Un plan George C. Marshall moderne pourrait même attirer des investissements sur les budgets de la défense, car les planificateurs militaires commencent (commence tout juste) à penser comme un régime d’assurance maladie qui paie vos médicaments préventifs au lieu d’attendre simplement que vous tombiez gravement malade. L’armée adore ses machines, mais elle préfère ne pas placer ses êtres humains dans des endroits où ils risquent de se faire tirer dessus ou pire encore. Ils savent que le plan Marshall initial n’était pas seulement un plan d’après-guerre, c’était un plan anti-guerre – conçu pour mettre fin à l’expansionnisme soviétique et empêcher la guerre froide de s’intensifier en Europe.
La paix et la stabilité sont bien entendu une condition préalable à la construction de quelque chose de durable – ou de quoi que ce soit. Il y a une raison pour laquelle le plan Marshall n’a été lancé qu’après la guerre – et non au milieu de celle-ci. Il est clair que nous devons mettre fin aux combats en Syrie avant que le développement ne soit une possibilité, même lointaine. Mais cela ne devrait pas – ne peut pas – nous empêcher d’empêcher les régions arides du monde, pleines d’amadou et éclairées d’étincelles, d’exploser en flammes.
Le Plan Marshall devrait être un modèle, mais il ne doit pas nécessairement être notre seule source d'inspiration. Il y en a beaucoup en Afrique même, depuis les champs solaires du Rwanda jusqu’aux startups technologiques au Nigeria, au Kenya et en Tanzanie. Il existe des histoires de réussite pratiquement partout sur le continent – le travail brillant d’une génération montante d’entrepreneurs, d’activistes, d’artistes et de fonctionnaires africains.
Le partenariat, et non le paternalisme, est ici nécessaire – et a été la clé du succès de la précédente édition des Objectifs mondiaux, les Objectifs du Millénaire pour le développement.
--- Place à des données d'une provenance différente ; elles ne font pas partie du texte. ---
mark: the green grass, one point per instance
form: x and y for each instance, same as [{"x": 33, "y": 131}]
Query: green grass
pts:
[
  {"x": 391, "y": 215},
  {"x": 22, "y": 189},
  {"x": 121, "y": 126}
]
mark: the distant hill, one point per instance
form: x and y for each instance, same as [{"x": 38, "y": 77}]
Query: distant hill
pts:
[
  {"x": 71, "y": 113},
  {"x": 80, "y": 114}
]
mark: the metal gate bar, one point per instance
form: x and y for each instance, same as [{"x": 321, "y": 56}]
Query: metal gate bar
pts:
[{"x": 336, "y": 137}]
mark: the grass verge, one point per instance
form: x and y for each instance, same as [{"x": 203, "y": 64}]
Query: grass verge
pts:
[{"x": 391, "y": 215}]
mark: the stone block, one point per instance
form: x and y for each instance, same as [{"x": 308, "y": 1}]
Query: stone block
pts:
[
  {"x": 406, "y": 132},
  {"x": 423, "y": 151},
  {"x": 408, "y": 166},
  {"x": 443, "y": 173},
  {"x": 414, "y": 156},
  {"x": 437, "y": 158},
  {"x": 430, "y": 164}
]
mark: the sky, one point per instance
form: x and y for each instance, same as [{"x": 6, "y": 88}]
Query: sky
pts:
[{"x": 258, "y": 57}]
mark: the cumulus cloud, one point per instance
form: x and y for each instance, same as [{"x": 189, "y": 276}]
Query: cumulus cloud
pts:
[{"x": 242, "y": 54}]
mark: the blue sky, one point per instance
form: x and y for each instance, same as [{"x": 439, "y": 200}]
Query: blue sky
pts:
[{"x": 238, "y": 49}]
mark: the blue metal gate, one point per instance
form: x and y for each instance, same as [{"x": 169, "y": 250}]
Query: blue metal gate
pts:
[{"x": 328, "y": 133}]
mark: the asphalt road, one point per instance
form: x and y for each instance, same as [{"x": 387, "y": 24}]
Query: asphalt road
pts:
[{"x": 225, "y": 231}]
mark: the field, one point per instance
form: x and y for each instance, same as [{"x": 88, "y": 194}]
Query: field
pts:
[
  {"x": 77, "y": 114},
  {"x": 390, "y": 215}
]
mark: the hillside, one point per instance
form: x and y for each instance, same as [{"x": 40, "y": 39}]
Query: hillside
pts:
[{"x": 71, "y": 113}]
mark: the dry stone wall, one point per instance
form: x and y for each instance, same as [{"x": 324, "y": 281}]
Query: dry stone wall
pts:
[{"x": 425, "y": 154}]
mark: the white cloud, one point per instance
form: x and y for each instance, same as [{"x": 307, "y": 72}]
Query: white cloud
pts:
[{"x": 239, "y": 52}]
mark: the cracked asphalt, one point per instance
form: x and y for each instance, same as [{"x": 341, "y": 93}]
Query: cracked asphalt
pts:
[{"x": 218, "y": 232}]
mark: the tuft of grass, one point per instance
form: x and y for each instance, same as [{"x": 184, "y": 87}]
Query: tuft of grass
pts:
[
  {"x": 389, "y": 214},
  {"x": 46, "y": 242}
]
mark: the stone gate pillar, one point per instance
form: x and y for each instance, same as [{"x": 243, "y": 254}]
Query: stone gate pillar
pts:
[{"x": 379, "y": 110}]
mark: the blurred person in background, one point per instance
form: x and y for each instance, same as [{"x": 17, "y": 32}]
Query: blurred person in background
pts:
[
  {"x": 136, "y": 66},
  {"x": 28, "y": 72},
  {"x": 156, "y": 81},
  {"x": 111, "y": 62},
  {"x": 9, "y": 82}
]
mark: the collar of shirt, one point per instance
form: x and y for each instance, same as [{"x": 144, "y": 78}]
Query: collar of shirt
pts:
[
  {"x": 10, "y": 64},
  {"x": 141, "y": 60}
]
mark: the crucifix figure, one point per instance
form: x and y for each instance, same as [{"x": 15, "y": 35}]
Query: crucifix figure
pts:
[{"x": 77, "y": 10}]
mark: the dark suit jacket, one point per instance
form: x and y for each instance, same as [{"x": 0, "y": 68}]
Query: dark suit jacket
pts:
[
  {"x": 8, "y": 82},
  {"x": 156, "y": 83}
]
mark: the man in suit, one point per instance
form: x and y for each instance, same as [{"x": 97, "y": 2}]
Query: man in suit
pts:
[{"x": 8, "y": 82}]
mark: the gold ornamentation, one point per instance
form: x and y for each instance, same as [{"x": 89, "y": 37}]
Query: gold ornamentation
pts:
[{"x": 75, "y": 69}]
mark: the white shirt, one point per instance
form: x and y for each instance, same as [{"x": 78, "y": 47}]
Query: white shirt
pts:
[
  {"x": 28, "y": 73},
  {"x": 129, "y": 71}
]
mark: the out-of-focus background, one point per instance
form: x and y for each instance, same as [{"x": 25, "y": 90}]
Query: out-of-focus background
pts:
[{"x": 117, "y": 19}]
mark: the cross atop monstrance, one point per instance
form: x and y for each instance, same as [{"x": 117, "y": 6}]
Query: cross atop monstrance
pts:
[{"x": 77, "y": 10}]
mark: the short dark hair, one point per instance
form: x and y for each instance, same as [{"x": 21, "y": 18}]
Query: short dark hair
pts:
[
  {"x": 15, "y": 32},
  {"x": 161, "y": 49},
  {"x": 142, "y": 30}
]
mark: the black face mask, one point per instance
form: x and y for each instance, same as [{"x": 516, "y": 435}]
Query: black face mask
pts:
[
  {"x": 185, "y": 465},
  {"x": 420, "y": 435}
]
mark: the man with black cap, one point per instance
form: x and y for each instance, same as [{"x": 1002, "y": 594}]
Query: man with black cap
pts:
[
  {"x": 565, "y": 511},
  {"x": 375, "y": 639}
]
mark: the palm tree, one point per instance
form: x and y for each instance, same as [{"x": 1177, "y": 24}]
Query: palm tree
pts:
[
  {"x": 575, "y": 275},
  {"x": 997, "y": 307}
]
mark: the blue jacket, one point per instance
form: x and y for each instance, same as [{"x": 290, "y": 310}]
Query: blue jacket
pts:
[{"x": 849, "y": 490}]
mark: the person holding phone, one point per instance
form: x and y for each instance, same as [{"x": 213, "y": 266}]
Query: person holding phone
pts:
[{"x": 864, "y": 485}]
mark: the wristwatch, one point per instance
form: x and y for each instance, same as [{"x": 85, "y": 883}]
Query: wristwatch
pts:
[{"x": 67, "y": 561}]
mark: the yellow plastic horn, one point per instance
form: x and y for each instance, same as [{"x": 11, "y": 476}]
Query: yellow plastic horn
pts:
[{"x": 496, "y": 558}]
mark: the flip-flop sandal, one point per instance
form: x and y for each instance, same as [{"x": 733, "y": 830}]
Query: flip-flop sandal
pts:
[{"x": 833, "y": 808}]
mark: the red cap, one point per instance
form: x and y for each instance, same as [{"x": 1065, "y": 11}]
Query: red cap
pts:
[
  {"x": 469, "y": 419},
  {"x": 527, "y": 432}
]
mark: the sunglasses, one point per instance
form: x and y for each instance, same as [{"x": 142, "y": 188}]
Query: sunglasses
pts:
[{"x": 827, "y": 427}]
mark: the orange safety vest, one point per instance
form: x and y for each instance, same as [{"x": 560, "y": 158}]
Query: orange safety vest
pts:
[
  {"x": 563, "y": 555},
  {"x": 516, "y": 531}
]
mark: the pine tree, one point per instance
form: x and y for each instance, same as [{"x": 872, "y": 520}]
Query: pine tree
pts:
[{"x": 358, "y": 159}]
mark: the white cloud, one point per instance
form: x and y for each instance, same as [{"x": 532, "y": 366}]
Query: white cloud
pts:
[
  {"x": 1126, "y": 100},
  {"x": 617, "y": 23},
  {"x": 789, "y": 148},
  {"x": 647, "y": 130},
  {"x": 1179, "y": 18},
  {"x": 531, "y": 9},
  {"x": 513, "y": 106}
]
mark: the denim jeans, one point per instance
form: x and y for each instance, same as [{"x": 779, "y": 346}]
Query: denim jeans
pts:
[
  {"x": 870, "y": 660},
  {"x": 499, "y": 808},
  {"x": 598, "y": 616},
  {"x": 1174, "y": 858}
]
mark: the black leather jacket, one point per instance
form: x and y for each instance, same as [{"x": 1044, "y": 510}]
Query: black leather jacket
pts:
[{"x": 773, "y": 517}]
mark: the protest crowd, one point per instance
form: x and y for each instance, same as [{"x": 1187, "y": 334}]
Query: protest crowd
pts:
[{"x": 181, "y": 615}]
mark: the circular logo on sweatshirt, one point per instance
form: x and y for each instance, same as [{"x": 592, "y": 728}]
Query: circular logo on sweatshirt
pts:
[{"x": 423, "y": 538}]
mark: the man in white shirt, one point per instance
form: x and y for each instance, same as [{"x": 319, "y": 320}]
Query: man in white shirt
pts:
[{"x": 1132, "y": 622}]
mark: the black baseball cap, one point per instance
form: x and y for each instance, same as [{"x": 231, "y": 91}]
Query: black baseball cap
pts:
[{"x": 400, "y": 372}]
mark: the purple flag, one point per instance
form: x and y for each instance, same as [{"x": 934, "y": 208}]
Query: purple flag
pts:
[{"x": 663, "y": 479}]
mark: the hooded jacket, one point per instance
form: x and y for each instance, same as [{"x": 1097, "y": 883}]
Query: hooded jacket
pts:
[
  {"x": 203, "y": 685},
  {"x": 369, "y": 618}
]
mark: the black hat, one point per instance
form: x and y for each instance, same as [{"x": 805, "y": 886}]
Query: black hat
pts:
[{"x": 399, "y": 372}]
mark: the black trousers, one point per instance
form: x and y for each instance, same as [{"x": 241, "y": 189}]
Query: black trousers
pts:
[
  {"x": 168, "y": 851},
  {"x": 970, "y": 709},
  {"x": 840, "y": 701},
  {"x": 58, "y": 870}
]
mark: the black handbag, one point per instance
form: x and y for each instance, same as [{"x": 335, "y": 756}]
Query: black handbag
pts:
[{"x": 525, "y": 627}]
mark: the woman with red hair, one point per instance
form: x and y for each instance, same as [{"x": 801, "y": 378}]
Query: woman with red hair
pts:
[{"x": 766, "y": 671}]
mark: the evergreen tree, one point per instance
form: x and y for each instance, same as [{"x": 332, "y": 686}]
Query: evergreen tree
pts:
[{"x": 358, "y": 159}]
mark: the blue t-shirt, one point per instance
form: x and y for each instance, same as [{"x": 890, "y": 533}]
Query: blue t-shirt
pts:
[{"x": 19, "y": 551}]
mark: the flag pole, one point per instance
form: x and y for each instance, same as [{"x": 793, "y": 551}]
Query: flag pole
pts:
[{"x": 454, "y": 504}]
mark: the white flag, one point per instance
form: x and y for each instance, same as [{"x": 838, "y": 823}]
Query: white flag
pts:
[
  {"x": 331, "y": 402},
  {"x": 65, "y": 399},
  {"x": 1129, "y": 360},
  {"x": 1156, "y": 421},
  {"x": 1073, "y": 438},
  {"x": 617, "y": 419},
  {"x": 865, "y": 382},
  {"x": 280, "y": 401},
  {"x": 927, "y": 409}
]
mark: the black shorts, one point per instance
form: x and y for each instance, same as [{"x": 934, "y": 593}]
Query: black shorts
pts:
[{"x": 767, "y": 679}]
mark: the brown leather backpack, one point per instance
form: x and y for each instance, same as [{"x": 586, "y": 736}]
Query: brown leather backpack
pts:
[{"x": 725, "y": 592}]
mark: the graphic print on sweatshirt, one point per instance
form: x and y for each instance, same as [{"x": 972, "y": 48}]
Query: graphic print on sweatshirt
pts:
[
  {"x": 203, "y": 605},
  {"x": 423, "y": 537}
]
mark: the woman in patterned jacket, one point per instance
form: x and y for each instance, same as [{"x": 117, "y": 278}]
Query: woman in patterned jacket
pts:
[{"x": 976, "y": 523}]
Cela devrait nous inciter à réfléchir au rôle joué par les OMD dans l’augmentation du nombre d’enfants scolarisés et dans la réduction spectaculaire des décès d’enfants, de la mortalité maternelle et de la pauvreté la plus dégradante et débilitante.
J'ai lutté contre le monde la majeure partie de ma vie et j'ai appris que le changement se produit généralement lentement et progressivement. Mais parfois, lorsqu’une situation l’exige, nous voyons grand, agissons avec audace et nous réussissons – ou du moins en partie, ce qui n’est pas rien. Il faut maintenant que ce soit l’un de ces moments. Nous devons bien faire les choses, dès maintenant, parce que le désastre humanitaire au Moyen-Orient – et les erreurs de réponse humaine en Europe et ailleurs – sont un coup de pied dans les tripes collectives, un rappel brutal de ce que signifie obtenir c'est faux. La Syrie ne sera pas la dernière conflagration, mais si nous réfléchissons et construisons à la hauteur de nos objectifs, nous avons une chance d’empêcher l’incendie la prochaine fois.